# Pompano fishing tomorrow ?



## GROUPERKING (Sep 28, 2011)

Anybody else going tomorrow ?


----------



## jim t (Sep 30, 2007)

GROUPERKING said:


> Anybody else going tomorrow ?


If the wind is okay I might explore P'cola Beach on my boat.

But it seems I catch fish mostly in clear but turbulent water. A stiff North wind usually means clear but still water along the beach.

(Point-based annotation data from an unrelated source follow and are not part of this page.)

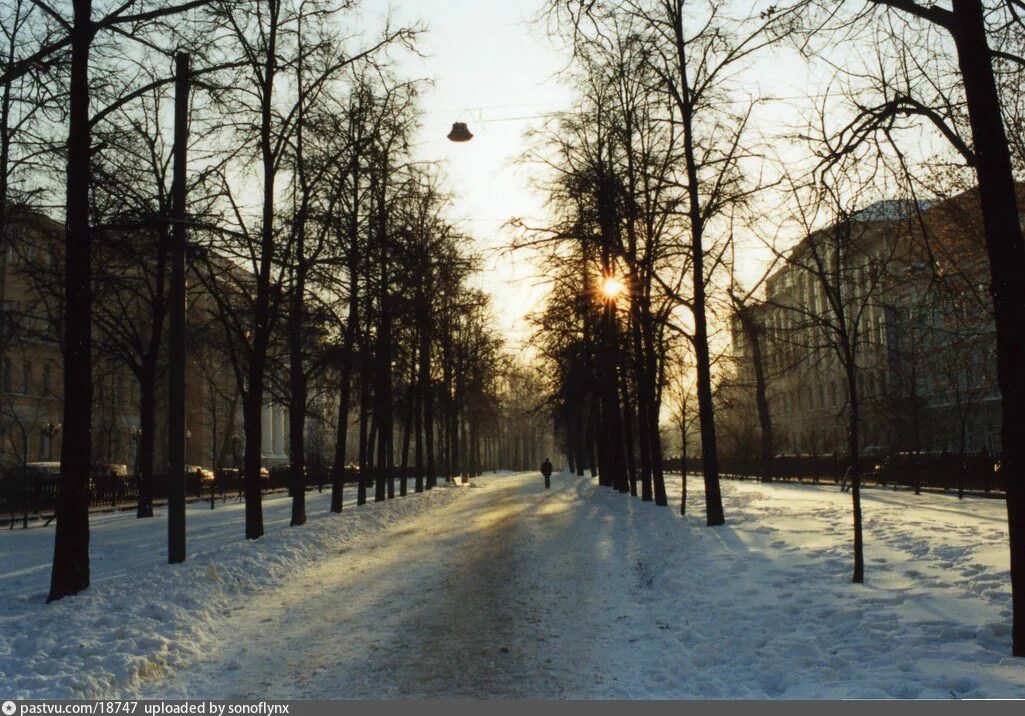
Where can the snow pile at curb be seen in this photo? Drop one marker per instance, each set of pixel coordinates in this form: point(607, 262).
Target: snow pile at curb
point(123, 632)
point(764, 607)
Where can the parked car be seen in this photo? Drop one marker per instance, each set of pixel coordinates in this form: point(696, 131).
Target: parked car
point(204, 474)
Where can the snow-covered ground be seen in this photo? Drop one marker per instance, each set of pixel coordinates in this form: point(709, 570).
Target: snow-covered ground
point(510, 590)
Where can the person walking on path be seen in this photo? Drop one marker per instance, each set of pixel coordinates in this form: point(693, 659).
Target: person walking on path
point(546, 471)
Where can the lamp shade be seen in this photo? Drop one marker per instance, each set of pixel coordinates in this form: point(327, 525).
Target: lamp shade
point(459, 132)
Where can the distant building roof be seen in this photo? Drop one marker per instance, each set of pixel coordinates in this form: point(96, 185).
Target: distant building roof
point(891, 210)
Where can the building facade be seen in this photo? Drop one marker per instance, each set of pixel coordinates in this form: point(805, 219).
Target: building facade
point(32, 379)
point(899, 292)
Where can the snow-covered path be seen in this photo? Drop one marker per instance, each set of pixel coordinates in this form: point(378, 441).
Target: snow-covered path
point(503, 589)
point(482, 597)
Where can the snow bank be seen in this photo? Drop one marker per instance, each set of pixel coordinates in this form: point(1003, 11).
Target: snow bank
point(764, 606)
point(141, 619)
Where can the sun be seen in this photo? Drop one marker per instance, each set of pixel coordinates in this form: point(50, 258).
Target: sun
point(612, 288)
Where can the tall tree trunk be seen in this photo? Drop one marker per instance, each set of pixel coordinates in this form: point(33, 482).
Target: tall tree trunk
point(71, 545)
point(361, 490)
point(407, 426)
point(147, 441)
point(853, 448)
point(709, 455)
point(1007, 262)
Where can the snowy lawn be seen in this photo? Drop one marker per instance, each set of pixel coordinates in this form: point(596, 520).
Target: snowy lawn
point(510, 590)
point(142, 619)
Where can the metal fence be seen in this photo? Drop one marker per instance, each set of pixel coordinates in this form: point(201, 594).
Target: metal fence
point(970, 472)
point(24, 497)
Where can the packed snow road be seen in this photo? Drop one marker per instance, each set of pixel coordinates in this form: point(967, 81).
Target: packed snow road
point(504, 589)
point(483, 596)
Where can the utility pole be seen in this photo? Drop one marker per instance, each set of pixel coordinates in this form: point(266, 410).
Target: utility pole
point(176, 334)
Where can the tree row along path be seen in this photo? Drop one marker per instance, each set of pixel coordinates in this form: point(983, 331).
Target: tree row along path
point(470, 600)
point(510, 590)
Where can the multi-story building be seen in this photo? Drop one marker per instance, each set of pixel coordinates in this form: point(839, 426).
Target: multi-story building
point(899, 292)
point(32, 380)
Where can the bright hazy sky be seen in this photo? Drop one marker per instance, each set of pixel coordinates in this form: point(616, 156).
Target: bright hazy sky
point(493, 69)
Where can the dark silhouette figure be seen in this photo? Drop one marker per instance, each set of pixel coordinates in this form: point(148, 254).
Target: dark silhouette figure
point(546, 471)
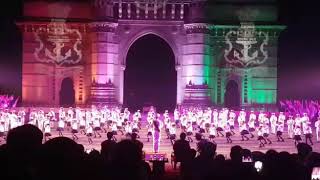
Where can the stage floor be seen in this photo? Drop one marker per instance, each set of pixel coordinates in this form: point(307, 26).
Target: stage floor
point(165, 146)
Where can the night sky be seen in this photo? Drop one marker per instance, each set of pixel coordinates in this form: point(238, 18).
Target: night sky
point(299, 50)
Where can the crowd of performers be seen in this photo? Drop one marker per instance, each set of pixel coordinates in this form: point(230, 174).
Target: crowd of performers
point(211, 122)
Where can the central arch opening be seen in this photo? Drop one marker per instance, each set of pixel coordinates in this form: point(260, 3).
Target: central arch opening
point(150, 77)
point(232, 95)
point(67, 93)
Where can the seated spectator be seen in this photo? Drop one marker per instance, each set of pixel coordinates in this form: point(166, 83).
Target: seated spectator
point(134, 138)
point(107, 147)
point(127, 162)
point(181, 148)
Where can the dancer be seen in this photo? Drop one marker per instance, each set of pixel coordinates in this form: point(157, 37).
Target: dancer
point(2, 131)
point(212, 133)
point(280, 128)
point(317, 126)
point(243, 130)
point(251, 123)
point(308, 134)
point(96, 126)
point(114, 130)
point(128, 129)
point(82, 123)
point(120, 121)
point(273, 122)
point(149, 134)
point(297, 135)
point(260, 136)
point(89, 132)
point(227, 130)
point(172, 131)
point(221, 124)
point(74, 130)
point(69, 118)
point(232, 117)
point(189, 131)
point(156, 134)
point(47, 130)
point(290, 124)
point(60, 126)
point(266, 132)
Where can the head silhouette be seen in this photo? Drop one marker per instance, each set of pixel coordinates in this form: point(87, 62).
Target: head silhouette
point(183, 136)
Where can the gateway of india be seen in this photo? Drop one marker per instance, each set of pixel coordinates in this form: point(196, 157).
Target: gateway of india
point(225, 51)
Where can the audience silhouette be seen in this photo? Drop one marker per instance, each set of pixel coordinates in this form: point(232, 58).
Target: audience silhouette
point(25, 157)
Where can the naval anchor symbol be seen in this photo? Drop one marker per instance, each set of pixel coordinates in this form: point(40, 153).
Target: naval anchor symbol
point(58, 44)
point(246, 50)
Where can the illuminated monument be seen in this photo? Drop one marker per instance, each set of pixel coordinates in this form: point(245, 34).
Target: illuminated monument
point(225, 50)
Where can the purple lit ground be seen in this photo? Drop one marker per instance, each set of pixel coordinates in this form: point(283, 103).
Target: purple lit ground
point(222, 147)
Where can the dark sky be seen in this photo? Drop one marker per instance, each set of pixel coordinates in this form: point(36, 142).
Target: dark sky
point(299, 49)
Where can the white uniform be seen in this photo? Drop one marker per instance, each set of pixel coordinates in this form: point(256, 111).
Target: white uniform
point(212, 131)
point(317, 125)
point(273, 122)
point(290, 124)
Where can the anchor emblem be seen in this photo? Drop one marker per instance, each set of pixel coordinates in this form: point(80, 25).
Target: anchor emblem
point(245, 50)
point(58, 44)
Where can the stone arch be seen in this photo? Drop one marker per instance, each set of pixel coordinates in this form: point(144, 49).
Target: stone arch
point(168, 38)
point(67, 92)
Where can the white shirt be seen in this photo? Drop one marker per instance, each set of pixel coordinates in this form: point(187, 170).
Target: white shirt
point(280, 127)
point(297, 131)
point(212, 131)
point(172, 130)
point(317, 124)
point(47, 129)
point(61, 124)
point(74, 126)
point(89, 130)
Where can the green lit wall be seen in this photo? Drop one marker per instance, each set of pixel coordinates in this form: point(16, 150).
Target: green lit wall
point(257, 84)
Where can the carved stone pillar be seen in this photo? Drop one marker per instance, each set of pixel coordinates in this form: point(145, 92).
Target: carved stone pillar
point(180, 85)
point(104, 63)
point(197, 64)
point(121, 82)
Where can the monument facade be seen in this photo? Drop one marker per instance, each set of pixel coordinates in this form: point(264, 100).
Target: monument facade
point(224, 50)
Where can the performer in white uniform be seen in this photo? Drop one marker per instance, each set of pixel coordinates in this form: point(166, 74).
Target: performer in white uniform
point(297, 135)
point(308, 134)
point(227, 130)
point(260, 136)
point(47, 129)
point(251, 123)
point(290, 124)
point(212, 133)
point(317, 126)
point(280, 128)
point(74, 130)
point(273, 122)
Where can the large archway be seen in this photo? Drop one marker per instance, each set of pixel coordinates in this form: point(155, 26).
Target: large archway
point(232, 95)
point(150, 77)
point(67, 93)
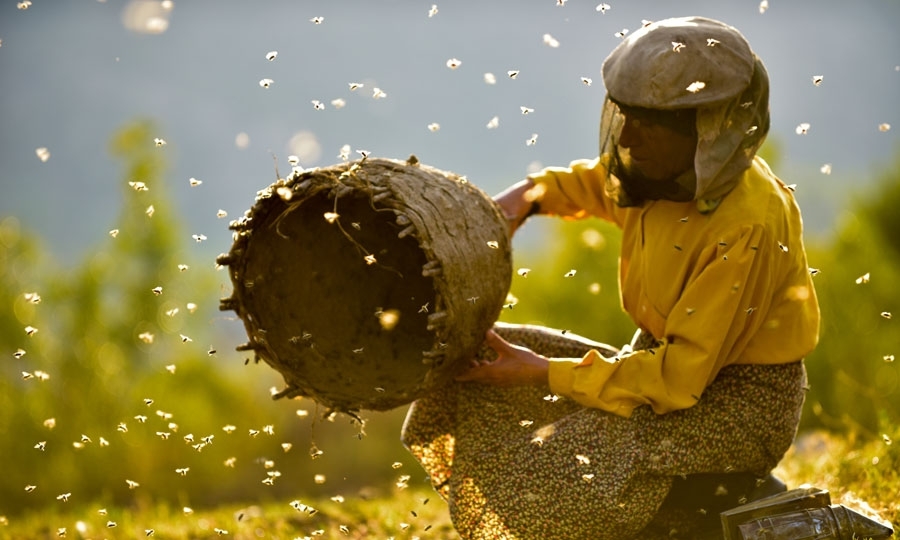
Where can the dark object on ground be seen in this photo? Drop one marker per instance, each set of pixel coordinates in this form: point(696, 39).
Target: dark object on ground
point(800, 514)
point(367, 283)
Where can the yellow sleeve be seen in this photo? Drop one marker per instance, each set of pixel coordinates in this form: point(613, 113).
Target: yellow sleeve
point(574, 192)
point(717, 313)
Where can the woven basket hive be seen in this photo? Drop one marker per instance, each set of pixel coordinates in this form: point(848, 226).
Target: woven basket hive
point(367, 283)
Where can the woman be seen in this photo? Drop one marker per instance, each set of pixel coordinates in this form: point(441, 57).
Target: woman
point(550, 436)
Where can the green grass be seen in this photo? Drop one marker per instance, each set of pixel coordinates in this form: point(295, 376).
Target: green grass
point(861, 473)
point(410, 513)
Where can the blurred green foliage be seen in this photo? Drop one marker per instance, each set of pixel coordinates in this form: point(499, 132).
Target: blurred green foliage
point(119, 385)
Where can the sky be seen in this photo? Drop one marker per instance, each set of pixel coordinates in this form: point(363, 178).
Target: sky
point(73, 72)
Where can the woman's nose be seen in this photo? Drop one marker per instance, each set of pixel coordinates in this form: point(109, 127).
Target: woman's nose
point(630, 135)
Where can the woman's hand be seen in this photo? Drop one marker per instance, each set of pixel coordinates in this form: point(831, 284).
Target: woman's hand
point(517, 203)
point(514, 366)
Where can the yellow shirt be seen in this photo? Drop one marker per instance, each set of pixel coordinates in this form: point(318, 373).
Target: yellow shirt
point(731, 286)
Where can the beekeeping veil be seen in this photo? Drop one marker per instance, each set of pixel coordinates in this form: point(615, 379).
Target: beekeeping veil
point(681, 64)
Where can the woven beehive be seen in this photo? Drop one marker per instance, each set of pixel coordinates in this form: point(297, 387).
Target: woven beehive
point(367, 283)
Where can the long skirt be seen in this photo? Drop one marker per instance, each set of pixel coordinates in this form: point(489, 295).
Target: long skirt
point(522, 463)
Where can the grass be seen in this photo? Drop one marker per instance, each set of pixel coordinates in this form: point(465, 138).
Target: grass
point(403, 514)
point(860, 473)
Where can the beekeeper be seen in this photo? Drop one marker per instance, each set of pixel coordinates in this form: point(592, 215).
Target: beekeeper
point(693, 415)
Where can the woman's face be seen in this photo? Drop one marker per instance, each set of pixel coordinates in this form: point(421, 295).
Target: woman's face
point(657, 151)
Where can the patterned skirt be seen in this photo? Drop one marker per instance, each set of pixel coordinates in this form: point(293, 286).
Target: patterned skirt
point(521, 463)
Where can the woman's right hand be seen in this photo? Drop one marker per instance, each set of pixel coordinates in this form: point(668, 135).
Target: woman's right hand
point(517, 203)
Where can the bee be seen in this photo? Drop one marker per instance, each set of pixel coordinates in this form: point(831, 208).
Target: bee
point(696, 86)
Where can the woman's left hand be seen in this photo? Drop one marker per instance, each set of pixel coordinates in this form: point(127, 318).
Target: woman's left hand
point(514, 366)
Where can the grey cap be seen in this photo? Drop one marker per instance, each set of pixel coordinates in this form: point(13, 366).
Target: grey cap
point(679, 63)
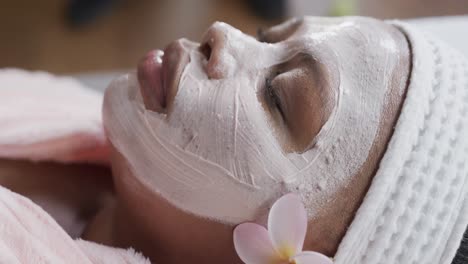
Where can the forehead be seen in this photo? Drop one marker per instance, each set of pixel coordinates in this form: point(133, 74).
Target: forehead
point(326, 31)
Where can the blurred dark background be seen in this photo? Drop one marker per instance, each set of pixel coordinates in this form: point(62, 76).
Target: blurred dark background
point(76, 36)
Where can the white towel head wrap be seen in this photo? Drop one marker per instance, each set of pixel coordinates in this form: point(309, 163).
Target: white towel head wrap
point(416, 209)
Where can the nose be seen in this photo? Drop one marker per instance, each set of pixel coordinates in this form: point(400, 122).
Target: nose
point(218, 48)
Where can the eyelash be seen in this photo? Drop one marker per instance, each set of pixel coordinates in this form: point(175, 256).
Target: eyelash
point(273, 96)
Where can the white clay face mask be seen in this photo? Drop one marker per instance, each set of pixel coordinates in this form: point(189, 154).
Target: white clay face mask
point(216, 154)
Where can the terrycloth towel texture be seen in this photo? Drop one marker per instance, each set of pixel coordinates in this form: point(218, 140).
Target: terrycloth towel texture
point(48, 118)
point(416, 209)
point(44, 117)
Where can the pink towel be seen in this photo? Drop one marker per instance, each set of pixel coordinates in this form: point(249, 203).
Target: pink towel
point(43, 117)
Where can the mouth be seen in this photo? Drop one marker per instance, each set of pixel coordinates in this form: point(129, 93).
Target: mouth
point(159, 73)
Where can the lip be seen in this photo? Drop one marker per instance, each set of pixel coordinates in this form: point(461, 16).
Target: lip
point(159, 74)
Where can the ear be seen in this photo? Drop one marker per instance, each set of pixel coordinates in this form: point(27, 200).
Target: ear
point(44, 117)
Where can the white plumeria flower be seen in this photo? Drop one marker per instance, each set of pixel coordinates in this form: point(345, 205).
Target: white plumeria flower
point(283, 241)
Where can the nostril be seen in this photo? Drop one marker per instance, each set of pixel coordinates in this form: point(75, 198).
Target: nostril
point(205, 49)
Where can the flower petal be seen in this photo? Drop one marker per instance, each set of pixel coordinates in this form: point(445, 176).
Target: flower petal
point(253, 245)
point(310, 257)
point(287, 225)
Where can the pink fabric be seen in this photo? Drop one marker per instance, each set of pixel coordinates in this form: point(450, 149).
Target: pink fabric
point(43, 117)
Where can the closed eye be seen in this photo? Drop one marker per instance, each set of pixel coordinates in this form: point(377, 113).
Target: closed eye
point(272, 96)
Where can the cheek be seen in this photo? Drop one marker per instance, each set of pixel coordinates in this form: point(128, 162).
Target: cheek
point(224, 122)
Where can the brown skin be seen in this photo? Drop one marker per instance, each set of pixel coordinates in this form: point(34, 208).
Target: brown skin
point(167, 235)
point(143, 220)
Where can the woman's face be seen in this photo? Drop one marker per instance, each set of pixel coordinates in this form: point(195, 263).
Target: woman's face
point(223, 127)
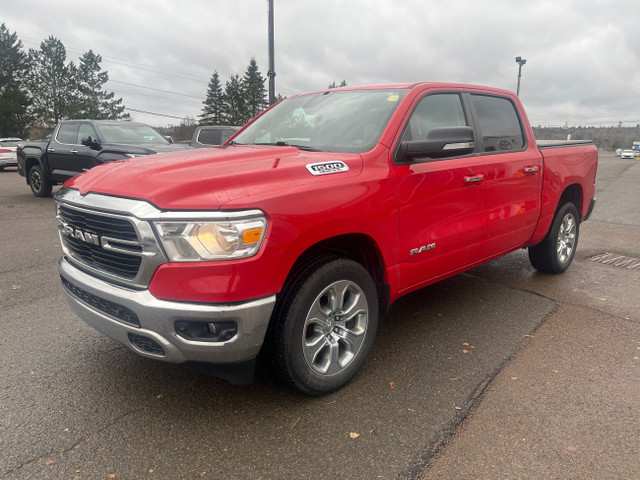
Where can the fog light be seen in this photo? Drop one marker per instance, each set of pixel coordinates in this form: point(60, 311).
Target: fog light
point(206, 331)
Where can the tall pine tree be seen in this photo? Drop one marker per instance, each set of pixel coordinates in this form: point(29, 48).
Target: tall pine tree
point(94, 102)
point(14, 100)
point(234, 107)
point(52, 83)
point(254, 90)
point(212, 110)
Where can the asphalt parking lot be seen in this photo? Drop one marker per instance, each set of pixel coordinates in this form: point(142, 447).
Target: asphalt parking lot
point(74, 404)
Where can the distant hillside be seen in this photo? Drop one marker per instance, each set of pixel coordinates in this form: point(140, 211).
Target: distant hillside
point(607, 138)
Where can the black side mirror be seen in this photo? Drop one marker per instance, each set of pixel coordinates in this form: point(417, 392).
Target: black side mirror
point(89, 142)
point(441, 142)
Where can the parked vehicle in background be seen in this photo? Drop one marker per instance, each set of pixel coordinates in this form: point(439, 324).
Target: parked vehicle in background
point(8, 148)
point(78, 145)
point(294, 236)
point(208, 136)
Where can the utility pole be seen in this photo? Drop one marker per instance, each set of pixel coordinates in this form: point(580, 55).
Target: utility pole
point(271, 74)
point(520, 61)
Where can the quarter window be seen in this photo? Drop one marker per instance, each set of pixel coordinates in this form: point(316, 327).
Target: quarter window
point(67, 133)
point(498, 123)
point(86, 130)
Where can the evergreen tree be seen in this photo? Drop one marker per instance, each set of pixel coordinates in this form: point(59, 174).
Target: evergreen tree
point(254, 90)
point(52, 83)
point(234, 109)
point(93, 101)
point(212, 110)
point(14, 101)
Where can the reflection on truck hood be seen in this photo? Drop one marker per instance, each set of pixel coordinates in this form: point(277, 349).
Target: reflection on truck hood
point(206, 179)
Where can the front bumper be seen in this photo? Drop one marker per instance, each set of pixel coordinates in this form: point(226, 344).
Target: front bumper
point(147, 325)
point(8, 162)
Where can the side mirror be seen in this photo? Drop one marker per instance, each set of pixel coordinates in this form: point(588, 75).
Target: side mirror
point(89, 142)
point(441, 142)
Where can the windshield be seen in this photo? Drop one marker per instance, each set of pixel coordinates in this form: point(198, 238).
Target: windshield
point(335, 121)
point(131, 133)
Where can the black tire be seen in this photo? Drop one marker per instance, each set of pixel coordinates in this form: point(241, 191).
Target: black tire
point(324, 325)
point(40, 186)
point(555, 253)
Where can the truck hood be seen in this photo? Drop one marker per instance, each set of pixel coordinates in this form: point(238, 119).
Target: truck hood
point(206, 179)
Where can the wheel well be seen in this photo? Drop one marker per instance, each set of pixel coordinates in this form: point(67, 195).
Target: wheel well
point(357, 247)
point(572, 194)
point(30, 163)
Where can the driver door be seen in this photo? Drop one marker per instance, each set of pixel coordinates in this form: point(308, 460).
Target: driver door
point(440, 200)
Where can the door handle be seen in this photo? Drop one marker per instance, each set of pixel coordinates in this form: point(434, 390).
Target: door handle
point(473, 179)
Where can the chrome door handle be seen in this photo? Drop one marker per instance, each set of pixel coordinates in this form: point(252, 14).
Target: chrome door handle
point(473, 179)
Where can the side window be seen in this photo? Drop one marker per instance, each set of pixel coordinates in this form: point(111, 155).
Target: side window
point(498, 123)
point(437, 110)
point(86, 130)
point(68, 133)
point(209, 136)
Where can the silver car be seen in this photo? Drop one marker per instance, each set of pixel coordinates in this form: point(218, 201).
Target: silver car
point(628, 154)
point(8, 148)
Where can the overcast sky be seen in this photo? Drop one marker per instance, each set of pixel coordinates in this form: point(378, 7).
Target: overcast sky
point(583, 56)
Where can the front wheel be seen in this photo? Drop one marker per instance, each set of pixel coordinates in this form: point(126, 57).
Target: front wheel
point(324, 325)
point(555, 253)
point(40, 186)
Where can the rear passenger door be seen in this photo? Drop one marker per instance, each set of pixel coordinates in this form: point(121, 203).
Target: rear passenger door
point(513, 174)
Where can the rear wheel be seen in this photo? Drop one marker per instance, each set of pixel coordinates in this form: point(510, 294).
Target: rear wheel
point(40, 186)
point(555, 253)
point(324, 325)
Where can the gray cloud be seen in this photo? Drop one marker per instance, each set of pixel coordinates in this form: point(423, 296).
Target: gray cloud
point(582, 56)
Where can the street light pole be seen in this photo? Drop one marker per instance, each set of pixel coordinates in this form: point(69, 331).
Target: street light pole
point(520, 61)
point(271, 74)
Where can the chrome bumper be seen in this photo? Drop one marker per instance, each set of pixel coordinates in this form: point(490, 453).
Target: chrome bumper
point(116, 312)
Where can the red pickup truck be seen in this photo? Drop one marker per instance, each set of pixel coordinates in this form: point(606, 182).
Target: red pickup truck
point(292, 238)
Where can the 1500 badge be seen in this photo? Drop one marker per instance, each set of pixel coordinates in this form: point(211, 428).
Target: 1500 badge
point(325, 168)
point(424, 248)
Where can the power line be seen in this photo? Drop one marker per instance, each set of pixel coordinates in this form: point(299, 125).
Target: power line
point(154, 89)
point(156, 114)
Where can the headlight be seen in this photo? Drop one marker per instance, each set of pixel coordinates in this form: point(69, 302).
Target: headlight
point(193, 241)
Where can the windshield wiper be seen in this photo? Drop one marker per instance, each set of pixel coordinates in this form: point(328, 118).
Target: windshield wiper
point(281, 143)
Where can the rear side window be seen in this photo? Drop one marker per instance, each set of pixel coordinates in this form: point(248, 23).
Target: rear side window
point(68, 133)
point(227, 134)
point(86, 130)
point(499, 123)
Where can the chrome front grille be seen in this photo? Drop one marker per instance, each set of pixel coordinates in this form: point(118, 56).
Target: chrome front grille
point(105, 236)
point(92, 253)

I have better luck with some wave action.

Jim


----------



## JD7.62 (Feb 13, 2008)

Ditto above. My ideal pomp conditions are building surf that hasnt quite muddied yet.


----------



## sniperpeeps (Mar 5, 2011)

JD7.62 said:


> Ditto above. My ideal pomp conditions are building surf that hasnt quite muddied yet.


:thumbup:!!


----------



## Austin (Sep 30, 2007)

I would go. Tomorrow Through next tuesday or so should be the best conditions we've seen in a week or so, and improving each day. You never know until you go, and it's a hell of a lot better than sitting around the house and regretting not making the trip!! I may be interested in going, but I won't be making that call until tomorrow.


----------



## GROUPERKING (Sep 28, 2011)

It"s not my ideal situation either , but it"s my last day off for a week ! So , I "m fishing. Probably not doing much catching ,but fishing.


----------